The US laws surrounding raw milk are- like turning right at a traffic light or sales tax- different state by state. Some states have strict laws where it is simply banned, like New Jersey. Some states, like Texas and others out west, have ‘farm sale’ legal. Others like Wyoming and Ohio allow you to own part of a cow, known as herd sharing, to effectively legalize it through the back door… Other states simply sell it at the store, like New Hampshire and California. So what about raw milk cheeses?
Here things become much simpler. For now. The federal law is all raw milk cheeses must be aged for 60 days, with the basic science behind it being any dangerous bacteria will be killed off during this aging process. Of course, longer aging cheeses (such as Parmesan) are completely unaffected, but other cheeses that require aging for shorter periods must be sure to nudge over the two month mark.
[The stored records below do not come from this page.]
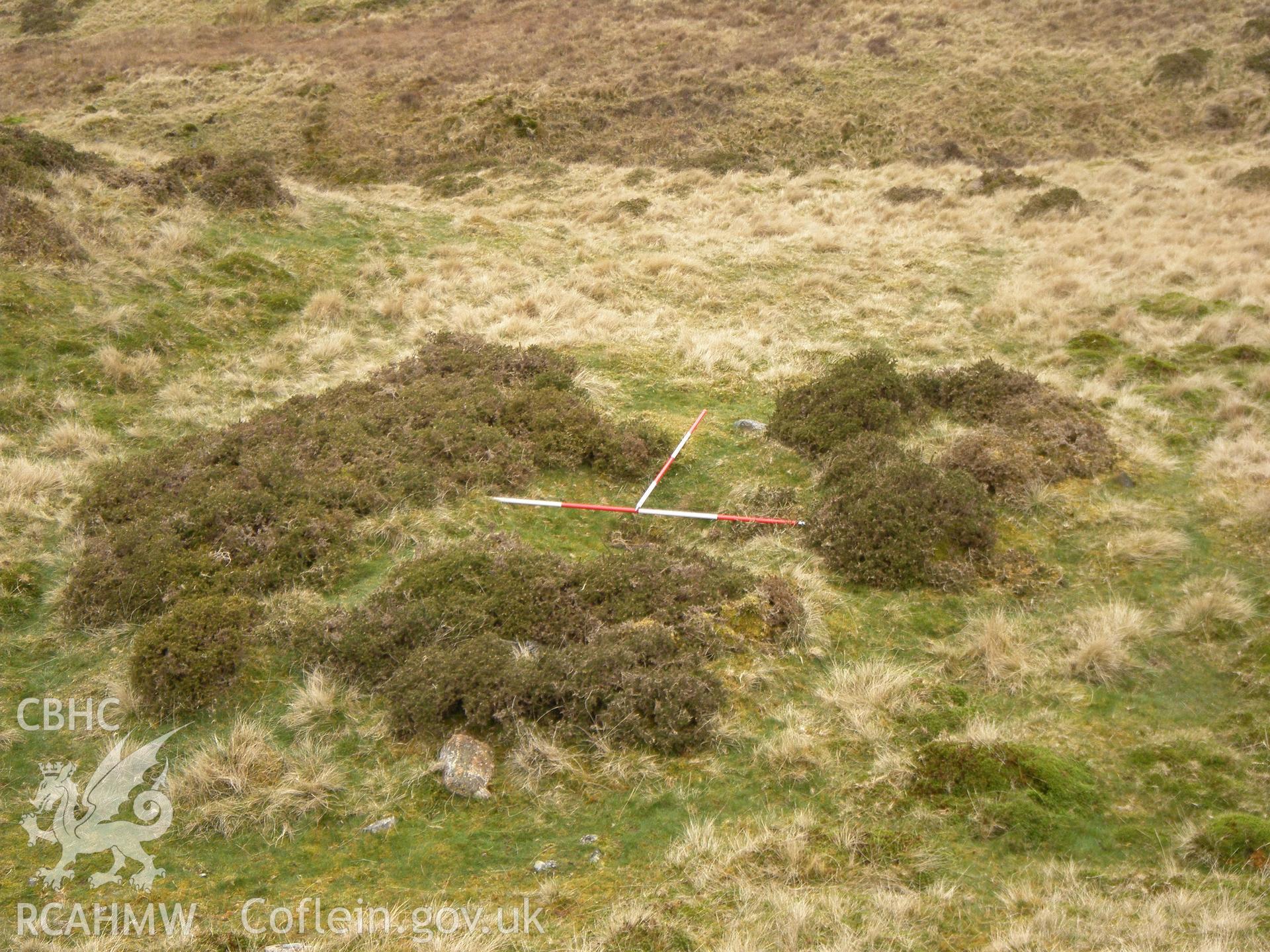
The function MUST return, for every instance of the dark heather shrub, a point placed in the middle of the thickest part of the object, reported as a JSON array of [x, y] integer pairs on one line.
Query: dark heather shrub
[[235, 182], [272, 502], [636, 684], [1187, 66], [28, 231], [489, 633], [887, 518], [1054, 201], [908, 194], [28, 157], [999, 461], [189, 658], [1255, 179], [863, 393], [42, 17], [1064, 437], [994, 180]]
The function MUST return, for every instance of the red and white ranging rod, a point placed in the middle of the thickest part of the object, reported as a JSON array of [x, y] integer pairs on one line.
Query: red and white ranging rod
[[640, 509]]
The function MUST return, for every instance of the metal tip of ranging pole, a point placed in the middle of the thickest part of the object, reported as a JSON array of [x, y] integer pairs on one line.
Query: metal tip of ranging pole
[[640, 509]]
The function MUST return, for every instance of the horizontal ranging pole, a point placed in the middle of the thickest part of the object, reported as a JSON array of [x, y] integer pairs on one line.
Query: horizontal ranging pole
[[640, 509], [633, 510]]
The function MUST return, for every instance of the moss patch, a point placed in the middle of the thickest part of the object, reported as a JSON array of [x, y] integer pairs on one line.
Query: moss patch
[[1235, 840], [960, 768]]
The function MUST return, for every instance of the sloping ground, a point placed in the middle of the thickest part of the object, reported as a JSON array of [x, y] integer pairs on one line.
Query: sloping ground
[[1066, 752], [374, 92]]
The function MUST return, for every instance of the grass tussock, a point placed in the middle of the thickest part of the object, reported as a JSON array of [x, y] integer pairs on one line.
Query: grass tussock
[[995, 647], [275, 500], [245, 781], [1212, 608], [888, 518], [1103, 637]]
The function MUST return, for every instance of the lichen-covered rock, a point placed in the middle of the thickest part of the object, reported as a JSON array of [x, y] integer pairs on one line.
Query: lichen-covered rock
[[466, 766]]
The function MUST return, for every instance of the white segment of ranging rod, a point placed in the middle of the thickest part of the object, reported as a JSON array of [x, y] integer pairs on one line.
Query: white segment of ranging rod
[[667, 465]]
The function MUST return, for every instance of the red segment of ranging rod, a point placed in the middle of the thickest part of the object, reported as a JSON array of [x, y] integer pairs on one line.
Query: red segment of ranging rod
[[667, 465]]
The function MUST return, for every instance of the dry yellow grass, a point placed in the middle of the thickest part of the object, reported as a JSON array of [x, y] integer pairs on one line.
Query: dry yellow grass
[[995, 647], [1103, 637], [1210, 604]]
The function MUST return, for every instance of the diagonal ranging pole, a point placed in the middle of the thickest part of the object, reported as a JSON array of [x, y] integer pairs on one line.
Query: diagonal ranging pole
[[639, 509], [667, 465]]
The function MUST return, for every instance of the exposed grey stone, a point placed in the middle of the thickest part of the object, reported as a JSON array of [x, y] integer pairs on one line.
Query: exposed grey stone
[[466, 766]]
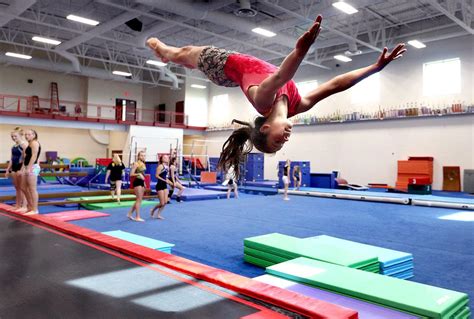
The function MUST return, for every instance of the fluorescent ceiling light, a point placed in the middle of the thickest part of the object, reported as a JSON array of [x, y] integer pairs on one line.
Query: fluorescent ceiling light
[[46, 40], [197, 86], [157, 63], [122, 73], [264, 32], [342, 58], [417, 44], [19, 56], [82, 20], [345, 7]]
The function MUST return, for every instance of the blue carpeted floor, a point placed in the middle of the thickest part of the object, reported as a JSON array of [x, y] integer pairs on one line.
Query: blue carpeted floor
[[212, 232]]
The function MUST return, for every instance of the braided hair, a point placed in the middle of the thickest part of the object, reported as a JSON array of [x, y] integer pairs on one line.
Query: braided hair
[[236, 148]]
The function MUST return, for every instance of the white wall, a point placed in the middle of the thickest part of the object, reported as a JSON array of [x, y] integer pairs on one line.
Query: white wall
[[68, 142], [153, 140], [196, 105], [104, 92], [366, 152], [13, 81]]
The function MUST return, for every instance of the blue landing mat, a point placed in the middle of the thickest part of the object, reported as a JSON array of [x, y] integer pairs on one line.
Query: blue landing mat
[[44, 189], [141, 240], [259, 190]]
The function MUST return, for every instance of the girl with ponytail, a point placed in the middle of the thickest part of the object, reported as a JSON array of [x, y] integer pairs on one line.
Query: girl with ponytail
[[268, 88]]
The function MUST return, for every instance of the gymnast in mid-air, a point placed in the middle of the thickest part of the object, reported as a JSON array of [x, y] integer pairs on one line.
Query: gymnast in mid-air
[[268, 88]]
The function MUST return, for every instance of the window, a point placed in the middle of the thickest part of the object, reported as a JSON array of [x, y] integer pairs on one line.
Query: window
[[442, 77], [367, 90], [305, 87]]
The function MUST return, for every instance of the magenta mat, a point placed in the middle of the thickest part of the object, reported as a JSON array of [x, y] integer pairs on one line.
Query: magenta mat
[[75, 215]]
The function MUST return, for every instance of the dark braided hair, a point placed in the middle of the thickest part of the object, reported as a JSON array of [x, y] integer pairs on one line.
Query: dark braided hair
[[236, 148]]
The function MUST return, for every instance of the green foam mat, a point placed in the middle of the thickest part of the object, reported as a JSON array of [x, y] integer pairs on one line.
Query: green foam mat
[[129, 203], [292, 247], [257, 261], [264, 255], [418, 299], [387, 257]]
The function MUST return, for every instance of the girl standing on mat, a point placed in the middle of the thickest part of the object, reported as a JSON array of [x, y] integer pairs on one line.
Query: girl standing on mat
[[297, 176], [138, 171], [115, 171], [269, 89], [231, 183], [174, 178], [286, 179], [161, 186], [30, 171], [14, 168]]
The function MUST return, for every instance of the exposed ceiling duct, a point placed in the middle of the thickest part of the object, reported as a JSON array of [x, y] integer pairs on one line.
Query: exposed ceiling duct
[[13, 10], [193, 11], [85, 71], [245, 10]]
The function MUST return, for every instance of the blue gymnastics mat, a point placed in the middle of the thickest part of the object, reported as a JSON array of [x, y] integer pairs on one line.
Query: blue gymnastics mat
[[44, 189], [141, 240]]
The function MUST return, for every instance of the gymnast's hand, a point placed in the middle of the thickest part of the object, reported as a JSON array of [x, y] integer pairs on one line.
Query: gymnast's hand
[[307, 39], [385, 59]]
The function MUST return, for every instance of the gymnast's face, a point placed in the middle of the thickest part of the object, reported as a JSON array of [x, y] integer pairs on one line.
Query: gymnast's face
[[278, 132], [30, 135]]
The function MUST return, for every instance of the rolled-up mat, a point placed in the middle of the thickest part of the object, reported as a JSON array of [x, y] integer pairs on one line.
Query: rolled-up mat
[[291, 247], [415, 298], [365, 309]]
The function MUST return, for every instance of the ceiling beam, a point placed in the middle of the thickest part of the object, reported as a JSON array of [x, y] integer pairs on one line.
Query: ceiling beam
[[13, 10], [324, 26], [450, 15], [245, 43]]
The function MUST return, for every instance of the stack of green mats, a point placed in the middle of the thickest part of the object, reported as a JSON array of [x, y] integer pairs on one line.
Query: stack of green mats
[[270, 249], [95, 206], [415, 298]]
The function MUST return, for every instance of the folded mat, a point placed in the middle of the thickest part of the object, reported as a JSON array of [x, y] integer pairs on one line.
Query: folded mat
[[415, 298], [365, 309], [291, 247], [387, 257]]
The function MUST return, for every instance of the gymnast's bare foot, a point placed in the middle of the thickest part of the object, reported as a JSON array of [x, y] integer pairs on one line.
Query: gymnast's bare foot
[[159, 47]]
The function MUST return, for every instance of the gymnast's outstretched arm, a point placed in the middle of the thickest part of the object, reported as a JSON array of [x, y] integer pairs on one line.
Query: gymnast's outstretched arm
[[345, 81], [266, 91]]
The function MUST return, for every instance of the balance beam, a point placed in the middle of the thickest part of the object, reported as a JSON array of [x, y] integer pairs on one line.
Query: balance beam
[[58, 174], [89, 201], [69, 194], [43, 166]]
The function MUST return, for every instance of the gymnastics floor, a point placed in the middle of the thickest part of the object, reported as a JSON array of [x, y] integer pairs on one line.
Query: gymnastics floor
[[212, 231], [47, 274]]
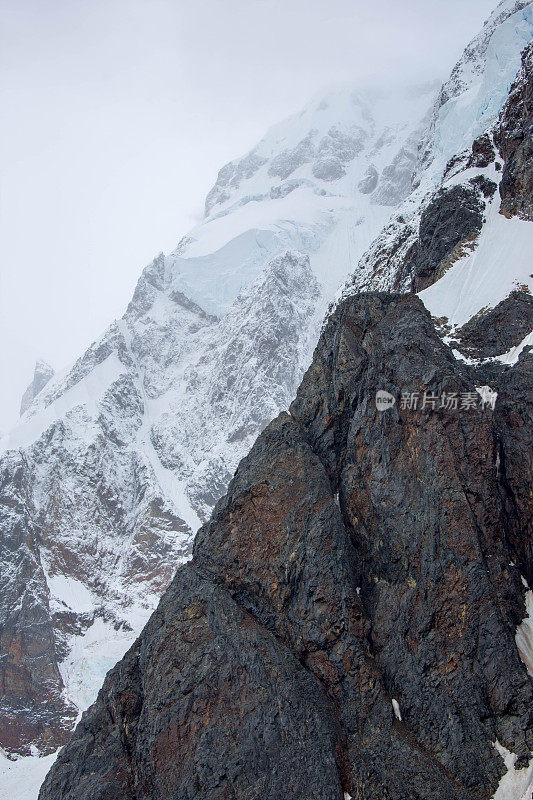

So what does this really mean for cheese makers in America?
Firstly, it means a lot of European cheeses, in particular raw milk ‘Meccas’ such as France, cannot sell fresher cheeses into the American market. For American cheese makers, it means strongly considering, or in some cases being forced, to pasteurize their milk. And any true cheese making artisan will debate for hours about the merits of the flora losses and changes to flavor any heat treatment does to their ‘work of art’.
America is not alone- Canada, New Zealand and Australia share the same 60 day law. This fairly old law is based on evidence any dangerous bacteria are killed off by chemical activity in that time period. BUT… as with almost unenforceable raw milk laws crossing state borders, raw milk cheeses are appearing on the store shelves and deli counters, openly flouting the federal 60 day law. Both imported and domestic raw milk cheeses less than 60 days old are increasingly enjoyed across America. It appears many foreign cheeses simply slip under the FDA radar thanks to their labels being written in French or Italian!
Whilst raw milk and raw milk cheese debates rage on, there is no denying that comparing the history and culture of, say France, with America or Australia is not comparing apples to apples. Standardizing laws to suit a global market place won’t happen any time soon. And flavor is a subjective thing, and anyone denying some fantastic US pasteurized cheeses lack flavor are in the minority. But to get permits, enter the US market and keeping your new cheese venture safe, we suggest keeping on the right side of the law- a law perhaps others are happy to ignore at possible cost down the road. Like many issues in America right now the raw milk cheese debate is heating up as a ‘rights’ issue; with more money pouring into the industry the old laws already ignored by many may well be challenged. Any new cheese making venture MUST be up to date with this issue.